48L. (1) The statement required to be furnished to the appropriate authority under Sub-section (3) of Section 269UC shall be in Form No. 37-1 and shall be signed and verified in the manner indicated therein by each of the parties to the transfer referred to in Sub-section (1) of that section or by any of the parties to such transfer acting on behalf of himself and on behalf of the other parties.
(2) The statement in Form No. 37-1 shall be furnished, in duplicate, to the appropriate authority :--
(a) before the 30th day of October, 1987, in a case where the agreement for transfer is entered into before the coming into force of Chapter XXC in the areas comprised in the 'Bangalore Metropolitan Region', and 'Ahmedabad Urban Development Area' and the areas comprised in the city of Ahmedabad, as referred to in the notification of the Government of India in the Department of Revenue No. S.O. 835(E), dated 21-9-1987 ;
(b) before the expiry of 15 days from the date on which the provisions of Chapter XXC come into force in any areas, other than the areas referred to in Clause (a), where the agreement for transfer is entered into before such date; and
(c) before the expiry of 15 days from the date on which the agreement for transfer is entered into, in cases not covered by Clauses (a) and (b).'
11. On a careful reading of the provisions of Section 269UC it appears that it is the duty of either the transferor or transferee in the case of any intending transfer to inform the authorities four months before such transfer. In this case, if at all the defendants have entered into a contract with the plaintiff for the lease of the property it was also the duty of the defendants to inform about the proposed transfer. The defendants being one of the defaulting parties to furnish information to the authorities should not be permitted to raise the objection that the plaintiff's suit shall be non-suited pursuant to Section 269UC. It is revealed from the provisions of Section 269UL that the registering authority would refuse to register the document under which the property is sought to be transferred in the absence of a certificate by the appropriate authority. Therefore, this can only be attracted when any of the parties to the agreement tenders the document for registration. Since the written statement has not yet been filed either admitting or disputing the agreement purported to have been executed by the defendants, it would be too early to suggest that the aforementioned provision would debar the plaintiff from filing the suit against the defendants.

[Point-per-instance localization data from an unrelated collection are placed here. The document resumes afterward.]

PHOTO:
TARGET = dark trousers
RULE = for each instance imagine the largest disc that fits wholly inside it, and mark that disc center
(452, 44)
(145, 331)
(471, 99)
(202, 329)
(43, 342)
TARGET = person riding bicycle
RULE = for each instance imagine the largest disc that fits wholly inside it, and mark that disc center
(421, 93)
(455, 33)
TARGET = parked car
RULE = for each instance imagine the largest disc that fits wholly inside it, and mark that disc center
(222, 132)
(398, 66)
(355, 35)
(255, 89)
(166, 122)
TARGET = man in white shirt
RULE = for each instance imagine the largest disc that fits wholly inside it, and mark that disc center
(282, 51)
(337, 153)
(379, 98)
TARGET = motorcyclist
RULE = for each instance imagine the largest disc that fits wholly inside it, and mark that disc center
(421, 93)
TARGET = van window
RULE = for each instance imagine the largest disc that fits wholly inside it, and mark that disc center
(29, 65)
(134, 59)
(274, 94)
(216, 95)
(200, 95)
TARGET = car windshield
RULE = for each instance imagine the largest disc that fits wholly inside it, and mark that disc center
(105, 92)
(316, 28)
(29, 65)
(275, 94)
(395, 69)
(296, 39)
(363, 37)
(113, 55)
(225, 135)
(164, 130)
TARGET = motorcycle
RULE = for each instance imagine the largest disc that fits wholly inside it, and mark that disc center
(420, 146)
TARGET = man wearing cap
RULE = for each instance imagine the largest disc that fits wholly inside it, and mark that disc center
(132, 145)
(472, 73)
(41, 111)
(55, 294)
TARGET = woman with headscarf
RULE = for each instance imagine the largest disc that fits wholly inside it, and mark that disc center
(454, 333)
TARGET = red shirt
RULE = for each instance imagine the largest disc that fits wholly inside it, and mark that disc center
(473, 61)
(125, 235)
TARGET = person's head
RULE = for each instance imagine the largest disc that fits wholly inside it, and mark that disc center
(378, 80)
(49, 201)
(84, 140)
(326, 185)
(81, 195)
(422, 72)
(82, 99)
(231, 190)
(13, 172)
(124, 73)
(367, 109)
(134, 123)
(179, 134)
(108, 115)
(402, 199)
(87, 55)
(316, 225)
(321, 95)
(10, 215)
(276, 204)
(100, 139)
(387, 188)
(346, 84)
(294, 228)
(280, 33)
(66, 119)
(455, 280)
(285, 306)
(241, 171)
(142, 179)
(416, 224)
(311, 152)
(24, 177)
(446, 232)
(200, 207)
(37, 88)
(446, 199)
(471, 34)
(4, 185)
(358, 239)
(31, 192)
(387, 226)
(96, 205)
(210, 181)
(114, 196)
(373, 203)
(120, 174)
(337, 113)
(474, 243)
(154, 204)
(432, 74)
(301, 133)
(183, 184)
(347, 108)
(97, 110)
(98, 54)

12. In the suit since several other prayers have been made, it cannot be argued that the plaint would be rejected for want of proper certificate under the provisions of the Income-tax Act. The court will be also obliged to find out as to on whose failure the permission could not be obtained. Even prior to the decree, it is open to any of the parties to obtain the necessary permission from the authority, since the transfer is yet to be made.
13. Therefore, from the totality of the facts and circumstances of the case and on a careful consideration of the submissions made by learned counsel appearing for the parties, I feel that the learned trial court did not commit any jurisdictional or factual error in rejecting the application under Order 7, rule 11 of the Civil Procedure Code, 1908. Accordingly, I do not find any merit in the revisional application and the same is dismissed but in the circumstances without costs.
14. Heard the learned advocate for the petitioner for prayer of stay of operation of the order. I do not find any merit in such submission. Accordingly, the petitioner's prayer of stay of operation of the order is hereby rejected.